The workers have so far remained anonymous, but on Thursday, a federal appeals court in Boston rejected a motion by the workers and gave them until Friday to file an amended complaint with their names, the Portland Press-Herald reported.
The plaintiffs were later given an extension until Monday.
Attorneys for Liberty Counsel, a law firm representing the health care workers, said in a court filing Friday that the one-day extension is needed to give lawyers time to speak with each plaintiff about whether they want to move forward with the lawsuit.
The plaintiffs filed their complaint in federal court last August, before the state’s COVID-19 vaccine mandate for health care workers at Maine care facilities went into effect on Oct. 20, 2021.
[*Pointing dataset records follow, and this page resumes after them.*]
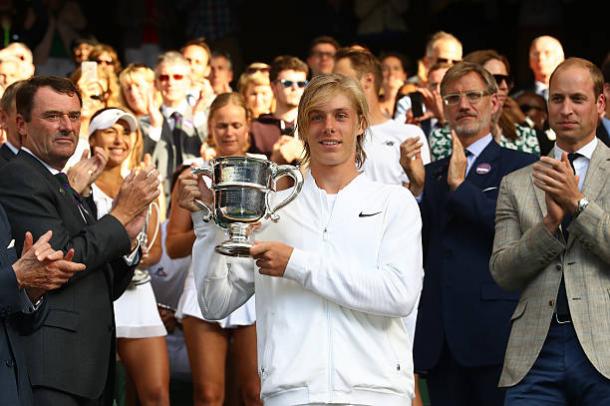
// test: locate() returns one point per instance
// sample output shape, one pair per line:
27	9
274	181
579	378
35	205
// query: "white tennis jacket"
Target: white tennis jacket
330	330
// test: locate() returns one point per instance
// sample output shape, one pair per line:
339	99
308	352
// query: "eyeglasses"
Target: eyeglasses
320	54
175	76
500	78
289	83
449	61
473	97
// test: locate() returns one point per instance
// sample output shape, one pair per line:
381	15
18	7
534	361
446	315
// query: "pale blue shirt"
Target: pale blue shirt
475	149
581	163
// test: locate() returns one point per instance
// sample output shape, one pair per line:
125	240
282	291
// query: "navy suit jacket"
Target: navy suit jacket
14	382
460	303
73	350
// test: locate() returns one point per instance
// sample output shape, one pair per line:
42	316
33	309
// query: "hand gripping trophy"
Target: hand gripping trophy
242	188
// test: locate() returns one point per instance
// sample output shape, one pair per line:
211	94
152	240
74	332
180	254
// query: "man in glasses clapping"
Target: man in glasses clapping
464	316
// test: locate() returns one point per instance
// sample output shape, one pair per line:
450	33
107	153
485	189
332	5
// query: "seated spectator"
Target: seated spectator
179	136
221	72
322	52
603	128
536	116
288	80
507	128
256	90
424	106
385	136
198	54
546	53
256	67
393	67
81	48
441	47
139	330
24	57
107	57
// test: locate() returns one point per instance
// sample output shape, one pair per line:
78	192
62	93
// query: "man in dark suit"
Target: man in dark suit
21	282
172	136
464	317
71	357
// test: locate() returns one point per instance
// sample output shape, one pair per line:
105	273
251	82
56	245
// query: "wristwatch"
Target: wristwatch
581	206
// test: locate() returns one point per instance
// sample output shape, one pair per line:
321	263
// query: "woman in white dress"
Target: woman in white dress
208	342
139	329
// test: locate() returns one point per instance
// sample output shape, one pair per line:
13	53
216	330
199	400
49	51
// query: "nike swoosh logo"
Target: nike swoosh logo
368	214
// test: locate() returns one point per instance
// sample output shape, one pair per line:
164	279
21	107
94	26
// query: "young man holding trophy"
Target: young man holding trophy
334	275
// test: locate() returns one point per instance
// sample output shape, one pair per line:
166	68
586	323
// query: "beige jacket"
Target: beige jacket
528	258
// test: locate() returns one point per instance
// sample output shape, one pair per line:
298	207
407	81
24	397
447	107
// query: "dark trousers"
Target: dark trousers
562	375
451	384
52	397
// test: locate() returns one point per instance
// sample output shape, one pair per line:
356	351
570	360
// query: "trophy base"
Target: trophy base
234	249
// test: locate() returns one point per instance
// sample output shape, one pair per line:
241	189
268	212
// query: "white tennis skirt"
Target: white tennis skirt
245	315
136	314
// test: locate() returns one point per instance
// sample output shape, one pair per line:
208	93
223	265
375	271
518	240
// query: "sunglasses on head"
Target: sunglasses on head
254	70
527	107
175	76
289	83
321	54
505	78
449	61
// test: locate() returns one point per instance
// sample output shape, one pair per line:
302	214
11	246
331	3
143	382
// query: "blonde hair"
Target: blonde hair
254	79
321	89
137	73
223	100
109	81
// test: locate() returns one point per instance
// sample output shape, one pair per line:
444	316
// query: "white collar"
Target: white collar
479	145
586	151
10	146
168	111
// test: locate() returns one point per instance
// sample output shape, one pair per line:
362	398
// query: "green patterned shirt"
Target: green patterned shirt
440	142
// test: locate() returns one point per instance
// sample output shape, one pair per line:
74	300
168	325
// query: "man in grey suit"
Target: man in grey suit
551	242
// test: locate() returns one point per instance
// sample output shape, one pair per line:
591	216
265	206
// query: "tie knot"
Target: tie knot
571	157
63	178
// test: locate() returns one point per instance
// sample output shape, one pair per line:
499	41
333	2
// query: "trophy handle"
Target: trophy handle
279	172
209	211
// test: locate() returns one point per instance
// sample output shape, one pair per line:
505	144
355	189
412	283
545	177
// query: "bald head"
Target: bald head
546	53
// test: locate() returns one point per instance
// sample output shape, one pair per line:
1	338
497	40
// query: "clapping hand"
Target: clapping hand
412	164
458	163
82	175
41	268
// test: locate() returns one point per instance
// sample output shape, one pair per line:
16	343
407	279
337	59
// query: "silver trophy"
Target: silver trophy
242	188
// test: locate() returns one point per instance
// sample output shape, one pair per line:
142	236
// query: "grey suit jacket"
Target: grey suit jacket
529	258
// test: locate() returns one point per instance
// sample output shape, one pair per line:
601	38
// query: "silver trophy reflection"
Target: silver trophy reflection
242	188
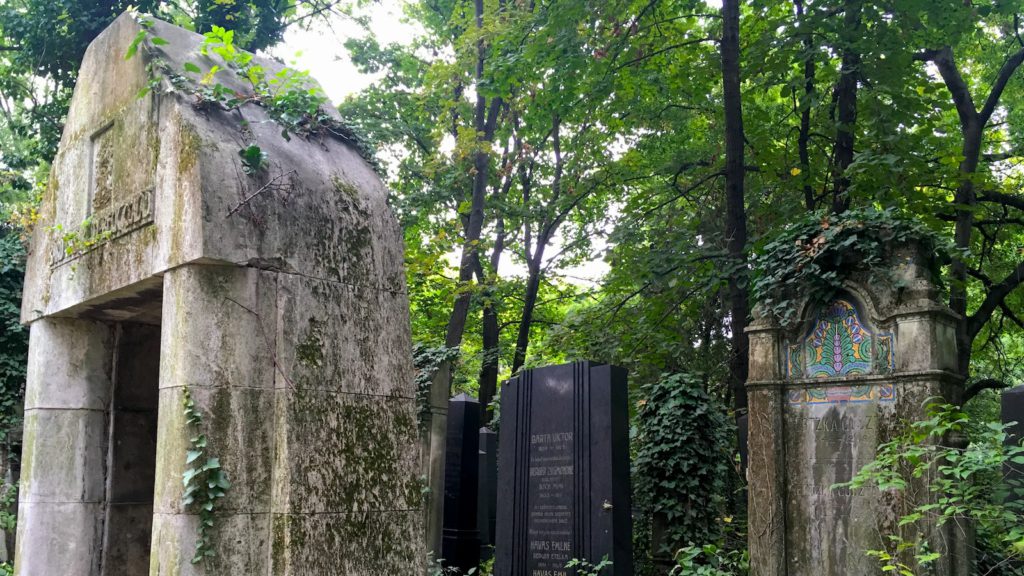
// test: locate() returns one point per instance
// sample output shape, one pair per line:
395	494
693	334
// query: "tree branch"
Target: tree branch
1003	198
943	59
984	384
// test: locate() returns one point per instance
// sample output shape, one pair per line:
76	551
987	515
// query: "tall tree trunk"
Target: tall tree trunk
803	141
529	304
846	104
735	212
535	259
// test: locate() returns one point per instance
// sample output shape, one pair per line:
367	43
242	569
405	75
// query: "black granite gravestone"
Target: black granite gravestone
460	539
486	508
563	471
1013	411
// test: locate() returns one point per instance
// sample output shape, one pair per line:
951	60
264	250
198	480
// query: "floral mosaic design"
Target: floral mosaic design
835	395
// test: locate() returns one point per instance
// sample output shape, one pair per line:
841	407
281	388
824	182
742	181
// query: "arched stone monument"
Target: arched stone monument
281	309
823	395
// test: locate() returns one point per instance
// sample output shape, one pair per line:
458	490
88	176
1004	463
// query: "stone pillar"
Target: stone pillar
218	347
823	394
60	505
1013	411
765	446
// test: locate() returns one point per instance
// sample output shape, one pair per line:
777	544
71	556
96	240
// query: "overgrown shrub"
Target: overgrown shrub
816	253
682	462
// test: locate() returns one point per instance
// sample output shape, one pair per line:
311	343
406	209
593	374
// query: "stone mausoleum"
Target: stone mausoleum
823	394
276	299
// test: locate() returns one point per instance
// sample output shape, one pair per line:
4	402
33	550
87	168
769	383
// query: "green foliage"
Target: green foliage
13	337
584	568
963	484
205	482
427	360
681	462
816	254
711	561
253	160
81	240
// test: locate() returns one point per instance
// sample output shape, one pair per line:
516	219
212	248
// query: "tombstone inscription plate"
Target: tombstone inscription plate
1013	411
563	470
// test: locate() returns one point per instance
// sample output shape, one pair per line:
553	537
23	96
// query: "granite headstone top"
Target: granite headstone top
563	470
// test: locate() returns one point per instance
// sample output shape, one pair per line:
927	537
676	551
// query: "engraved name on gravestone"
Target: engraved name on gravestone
836	435
563	470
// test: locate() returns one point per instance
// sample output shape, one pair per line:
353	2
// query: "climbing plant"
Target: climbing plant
818	252
426	360
290	96
205	481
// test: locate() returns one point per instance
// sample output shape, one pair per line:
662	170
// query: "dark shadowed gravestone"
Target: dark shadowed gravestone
285	321
1013	411
563	469
460	538
486	508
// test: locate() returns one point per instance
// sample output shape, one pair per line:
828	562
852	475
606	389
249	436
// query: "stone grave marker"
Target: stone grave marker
461	540
1013	411
276	299
563	472
823	395
486	508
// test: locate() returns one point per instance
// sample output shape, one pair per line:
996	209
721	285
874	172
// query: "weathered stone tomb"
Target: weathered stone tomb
823	395
282	310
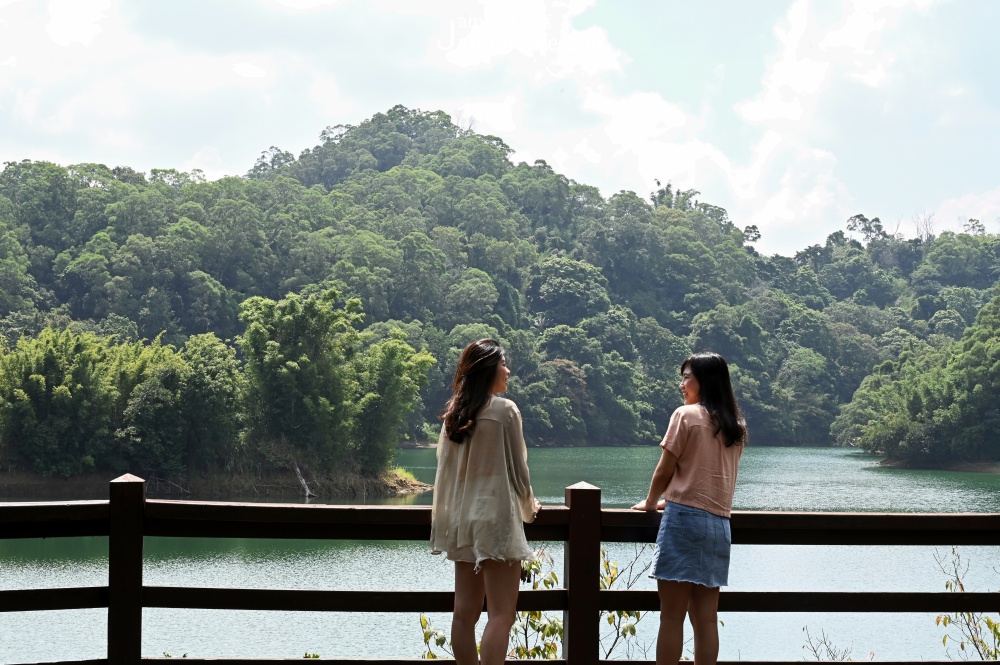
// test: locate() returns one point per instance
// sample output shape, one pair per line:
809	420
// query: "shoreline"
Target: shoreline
960	467
279	485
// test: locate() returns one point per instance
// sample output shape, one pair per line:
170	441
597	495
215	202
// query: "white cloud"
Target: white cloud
249	70
76	21
89	109
208	160
498	116
953	213
792	77
325	94
303	5
537	39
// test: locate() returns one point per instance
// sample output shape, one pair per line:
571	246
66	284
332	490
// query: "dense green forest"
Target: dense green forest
311	311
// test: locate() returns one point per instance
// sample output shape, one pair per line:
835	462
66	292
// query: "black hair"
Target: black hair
715	393
472	387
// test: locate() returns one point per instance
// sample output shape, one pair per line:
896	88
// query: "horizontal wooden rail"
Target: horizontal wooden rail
33	600
331	601
193	519
581	524
819	601
781	528
54	520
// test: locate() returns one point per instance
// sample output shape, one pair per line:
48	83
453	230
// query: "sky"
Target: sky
793	115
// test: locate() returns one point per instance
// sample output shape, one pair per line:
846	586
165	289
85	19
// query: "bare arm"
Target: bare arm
658	485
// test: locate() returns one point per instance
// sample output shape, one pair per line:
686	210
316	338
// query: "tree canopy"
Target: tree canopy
128	298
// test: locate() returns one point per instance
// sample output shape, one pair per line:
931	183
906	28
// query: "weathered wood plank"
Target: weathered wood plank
296	521
819	601
331	601
801	528
32	600
54	519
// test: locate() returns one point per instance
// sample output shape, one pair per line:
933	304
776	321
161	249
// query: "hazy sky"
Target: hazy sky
793	115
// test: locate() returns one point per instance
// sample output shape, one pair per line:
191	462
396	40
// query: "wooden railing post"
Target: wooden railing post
128	497
582	567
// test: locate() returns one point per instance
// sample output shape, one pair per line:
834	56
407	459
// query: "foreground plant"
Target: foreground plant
538	635
977	632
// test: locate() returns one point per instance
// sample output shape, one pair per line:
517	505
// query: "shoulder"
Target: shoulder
501	409
693	414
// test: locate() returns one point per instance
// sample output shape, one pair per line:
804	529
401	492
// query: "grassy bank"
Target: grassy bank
277	485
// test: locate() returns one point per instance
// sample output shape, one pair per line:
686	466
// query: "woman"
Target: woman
482	497
696	477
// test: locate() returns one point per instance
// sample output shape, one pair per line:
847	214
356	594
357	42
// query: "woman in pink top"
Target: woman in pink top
694	483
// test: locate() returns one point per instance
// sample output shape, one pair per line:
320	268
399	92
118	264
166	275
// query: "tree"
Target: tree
299	378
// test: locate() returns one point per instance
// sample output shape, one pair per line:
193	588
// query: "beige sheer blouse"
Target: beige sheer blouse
482	491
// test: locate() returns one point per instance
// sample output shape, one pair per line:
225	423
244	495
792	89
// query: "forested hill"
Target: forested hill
441	235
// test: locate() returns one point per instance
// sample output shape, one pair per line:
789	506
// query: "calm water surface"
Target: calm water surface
770	479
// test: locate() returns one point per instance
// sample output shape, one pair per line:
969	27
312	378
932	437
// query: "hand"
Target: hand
646	505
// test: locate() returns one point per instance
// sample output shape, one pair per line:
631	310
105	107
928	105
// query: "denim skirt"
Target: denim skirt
692	545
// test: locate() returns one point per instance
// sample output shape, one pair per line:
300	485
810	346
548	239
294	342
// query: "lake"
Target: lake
812	479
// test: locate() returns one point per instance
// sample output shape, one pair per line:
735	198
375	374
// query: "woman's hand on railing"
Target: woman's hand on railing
650	506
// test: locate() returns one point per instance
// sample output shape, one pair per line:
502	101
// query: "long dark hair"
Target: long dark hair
715	393
472	387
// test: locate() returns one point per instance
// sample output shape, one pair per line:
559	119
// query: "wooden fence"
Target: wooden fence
580	523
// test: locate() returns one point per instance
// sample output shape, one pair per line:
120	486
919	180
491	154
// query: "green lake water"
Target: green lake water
811	479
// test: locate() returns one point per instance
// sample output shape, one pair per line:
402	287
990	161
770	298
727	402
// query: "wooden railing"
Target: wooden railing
580	523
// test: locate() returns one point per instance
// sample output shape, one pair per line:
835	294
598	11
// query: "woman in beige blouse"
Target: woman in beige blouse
482	497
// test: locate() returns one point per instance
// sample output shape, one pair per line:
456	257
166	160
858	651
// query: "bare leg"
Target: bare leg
674	598
469	594
703	608
501	579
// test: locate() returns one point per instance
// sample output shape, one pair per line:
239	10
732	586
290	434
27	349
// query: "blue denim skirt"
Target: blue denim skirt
692	545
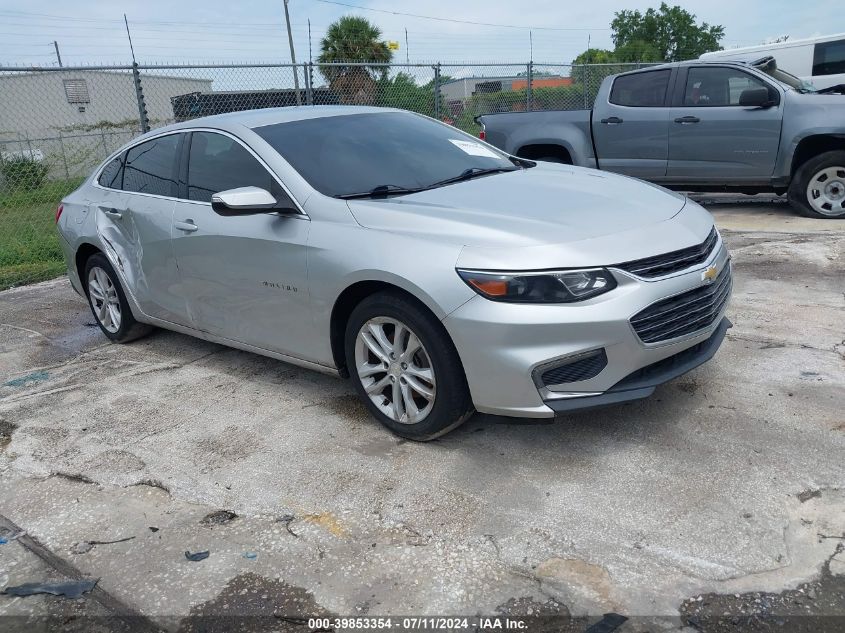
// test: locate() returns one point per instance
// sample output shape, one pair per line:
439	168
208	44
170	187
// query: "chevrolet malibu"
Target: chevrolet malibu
441	275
In the complaint the workers argued that it was their religious right to refuse the vaccine over their belief that fetal stem cells from abortions are used to develop the vaccines.
Maine’s vaccine mandate does not allow for religious exemptions.
The lawsuit prompted several Maine newspapers, including the Portland Press Herald, to intervene in an effort to force the plaintiffs to be identified.